場所:チャーンクラーン通り、チェンイン・プラザの前からチャルンプラテート通りに伸びるソイ1(小道)を入ってほぼ中ほどの左手



カーオソーイイスラム 街の中心部、チャーンクラーン通りに位置するチェンイン・プラザの周辺は、今日ではナイトバザールをはじめとするみやげもの屋やレストランなどが連なるショッピング・エリアとして国内外の観光客を集めているが、その昔は、雲南地方やラオスとビルマ、中部タイとを結ぶ交易の中継地点として、チン・ホー(馬に乗った中国人という意味)をはじめとするさまざまな隊商が行き交う一帯であった。特に、チェンイン・プラザのほぼ真向かいからチャルンプラテート通りに伸びるソイ(小道)は、隊商の馬を停めておく場所となっていたので、移住したチン・ホーの末裔たちが今でもムスリムっぽい(ほとんどのチン・ホーはイスラム教徒であった)テイストのアイテムを販売する店を開いており、異彩を放っている。
 そのソイの中ほどに、真っ白な店構えのカーオソーイの店がある。6~7年前までは、並びに数軒同じような店があったのだが、今ではなくなってしまったか、開いてはいるものの寂れたカンジになってしまった。

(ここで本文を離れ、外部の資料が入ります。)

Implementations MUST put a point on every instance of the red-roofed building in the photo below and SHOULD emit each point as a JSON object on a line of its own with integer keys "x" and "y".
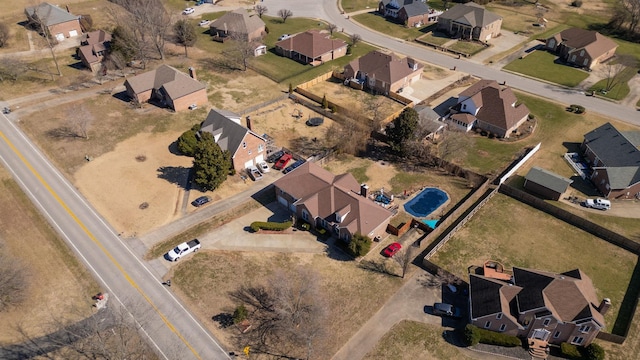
{"x": 311, "y": 47}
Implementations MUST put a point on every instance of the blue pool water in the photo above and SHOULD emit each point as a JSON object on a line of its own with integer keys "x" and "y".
{"x": 426, "y": 202}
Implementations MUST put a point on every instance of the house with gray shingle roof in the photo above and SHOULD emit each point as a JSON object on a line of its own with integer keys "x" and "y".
{"x": 311, "y": 47}
{"x": 490, "y": 107}
{"x": 580, "y": 47}
{"x": 337, "y": 203}
{"x": 245, "y": 147}
{"x": 408, "y": 12}
{"x": 383, "y": 73}
{"x": 60, "y": 24}
{"x": 237, "y": 24}
{"x": 167, "y": 86}
{"x": 614, "y": 158}
{"x": 548, "y": 307}
{"x": 546, "y": 183}
{"x": 470, "y": 21}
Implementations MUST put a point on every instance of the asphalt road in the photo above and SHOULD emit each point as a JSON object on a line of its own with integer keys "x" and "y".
{"x": 173, "y": 332}
{"x": 328, "y": 10}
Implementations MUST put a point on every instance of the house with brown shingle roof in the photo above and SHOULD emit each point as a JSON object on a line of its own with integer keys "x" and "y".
{"x": 167, "y": 86}
{"x": 539, "y": 305}
{"x": 383, "y": 73}
{"x": 311, "y": 47}
{"x": 583, "y": 48}
{"x": 470, "y": 21}
{"x": 94, "y": 47}
{"x": 239, "y": 25}
{"x": 490, "y": 107}
{"x": 336, "y": 203}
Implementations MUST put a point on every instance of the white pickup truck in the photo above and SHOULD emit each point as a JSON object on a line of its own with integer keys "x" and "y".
{"x": 183, "y": 249}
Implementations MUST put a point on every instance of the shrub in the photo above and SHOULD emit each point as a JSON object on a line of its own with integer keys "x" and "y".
{"x": 274, "y": 226}
{"x": 570, "y": 351}
{"x": 593, "y": 352}
{"x": 359, "y": 245}
{"x": 239, "y": 314}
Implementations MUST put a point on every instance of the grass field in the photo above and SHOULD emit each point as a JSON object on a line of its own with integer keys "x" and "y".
{"x": 541, "y": 65}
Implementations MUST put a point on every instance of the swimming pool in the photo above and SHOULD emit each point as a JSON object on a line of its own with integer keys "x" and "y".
{"x": 426, "y": 202}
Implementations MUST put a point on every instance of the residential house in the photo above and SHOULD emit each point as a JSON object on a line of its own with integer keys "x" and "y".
{"x": 239, "y": 25}
{"x": 546, "y": 183}
{"x": 336, "y": 203}
{"x": 383, "y": 73}
{"x": 539, "y": 305}
{"x": 490, "y": 107}
{"x": 411, "y": 13}
{"x": 59, "y": 23}
{"x": 94, "y": 47}
{"x": 614, "y": 159}
{"x": 583, "y": 48}
{"x": 470, "y": 21}
{"x": 311, "y": 47}
{"x": 167, "y": 86}
{"x": 246, "y": 147}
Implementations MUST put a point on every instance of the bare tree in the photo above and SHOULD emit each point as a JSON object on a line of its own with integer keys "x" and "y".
{"x": 355, "y": 38}
{"x": 185, "y": 34}
{"x": 14, "y": 280}
{"x": 4, "y": 34}
{"x": 615, "y": 70}
{"x": 261, "y": 10}
{"x": 332, "y": 28}
{"x": 284, "y": 14}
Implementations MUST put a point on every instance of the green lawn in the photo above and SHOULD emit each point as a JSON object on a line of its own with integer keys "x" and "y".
{"x": 376, "y": 22}
{"x": 541, "y": 65}
{"x": 518, "y": 235}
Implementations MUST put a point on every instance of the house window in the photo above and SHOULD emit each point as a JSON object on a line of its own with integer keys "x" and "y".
{"x": 577, "y": 340}
{"x": 585, "y": 328}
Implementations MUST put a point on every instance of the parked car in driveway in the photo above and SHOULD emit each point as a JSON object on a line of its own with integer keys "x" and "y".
{"x": 282, "y": 162}
{"x": 449, "y": 310}
{"x": 392, "y": 249}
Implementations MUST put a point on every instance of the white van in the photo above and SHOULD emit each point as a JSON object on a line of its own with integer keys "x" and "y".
{"x": 600, "y": 204}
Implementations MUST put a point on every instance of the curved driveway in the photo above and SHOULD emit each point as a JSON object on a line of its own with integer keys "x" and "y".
{"x": 328, "y": 10}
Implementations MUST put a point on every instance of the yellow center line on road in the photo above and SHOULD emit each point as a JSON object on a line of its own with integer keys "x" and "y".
{"x": 98, "y": 243}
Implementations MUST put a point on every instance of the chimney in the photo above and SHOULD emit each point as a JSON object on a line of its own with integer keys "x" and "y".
{"x": 604, "y": 306}
{"x": 364, "y": 190}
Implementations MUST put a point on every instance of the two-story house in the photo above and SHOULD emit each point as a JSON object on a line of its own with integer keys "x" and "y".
{"x": 539, "y": 305}
{"x": 246, "y": 147}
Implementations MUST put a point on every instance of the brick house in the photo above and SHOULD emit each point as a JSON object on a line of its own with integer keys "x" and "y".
{"x": 614, "y": 161}
{"x": 488, "y": 106}
{"x": 582, "y": 48}
{"x": 246, "y": 147}
{"x": 311, "y": 47}
{"x": 336, "y": 203}
{"x": 167, "y": 86}
{"x": 538, "y": 305}
{"x": 470, "y": 21}
{"x": 59, "y": 23}
{"x": 238, "y": 24}
{"x": 411, "y": 13}
{"x": 94, "y": 47}
{"x": 383, "y": 73}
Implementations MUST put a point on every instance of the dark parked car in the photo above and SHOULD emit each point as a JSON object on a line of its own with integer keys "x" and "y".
{"x": 201, "y": 201}
{"x": 449, "y": 310}
{"x": 293, "y": 166}
{"x": 275, "y": 156}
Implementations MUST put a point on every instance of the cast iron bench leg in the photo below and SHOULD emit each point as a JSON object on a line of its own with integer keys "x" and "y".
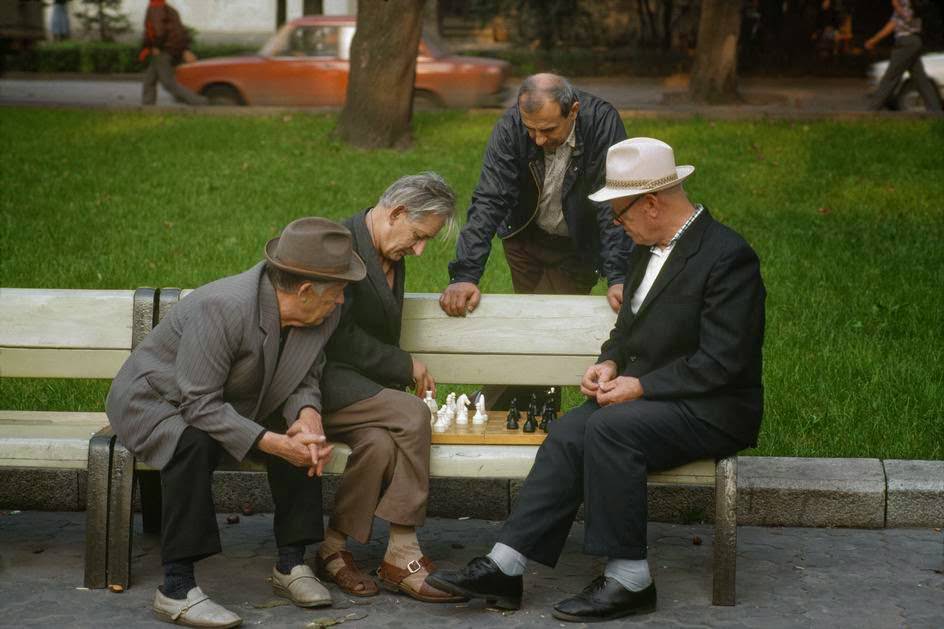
{"x": 725, "y": 546}
{"x": 120, "y": 524}
{"x": 96, "y": 509}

 この店で出されるカーオソーイの最大の特徴は、乾麺を使っていることだ。前述のようなこの地域のエリア特性を考えると、伝統的なカーオソーイが食べられるのかとも思われるのだが、乾麺を使うことが果たして伝統的なのかどうなのかは判然としない。ただ、やはり乾麺独特の風味が出ていることは確かである。肝心の味にはこれといった大きな特徴はなく、ほかの店のカーオソーイとの明確な相違点は見出せない。バリエーションも、ガイ(鶏肉)、ヌア(牛肉)、ルークチン(つみれ)などどこにでもあるもので、当然のことながらムー(豚肉)はない。価格は、タンマダー(普通)が25B、ピセート(特別)が30Bとなっている。カーオソーイ以外にも、カオモックガイ(鶏肉のカレーピラフ。ペッ(アヒル肉)もあり)、クエティオ(きしめん)、キヨウ(ワンタン)、ポッピア(春巻)などがある。
 一応、店の入口には「カーオソーイ・イスラーム」という看板(タイ語のみ)を掲げているが、あまりにも一般的な名称なので、ここでは“名前のないレストラン”として扱うことにした。
 営業時間は、他のカーオソーイの店同様、朝から午後3時ごろにかけてで、昼時が一番賑わっている。客も多くはムスリムのようで、チャドルを頭からかけた女性が目につく。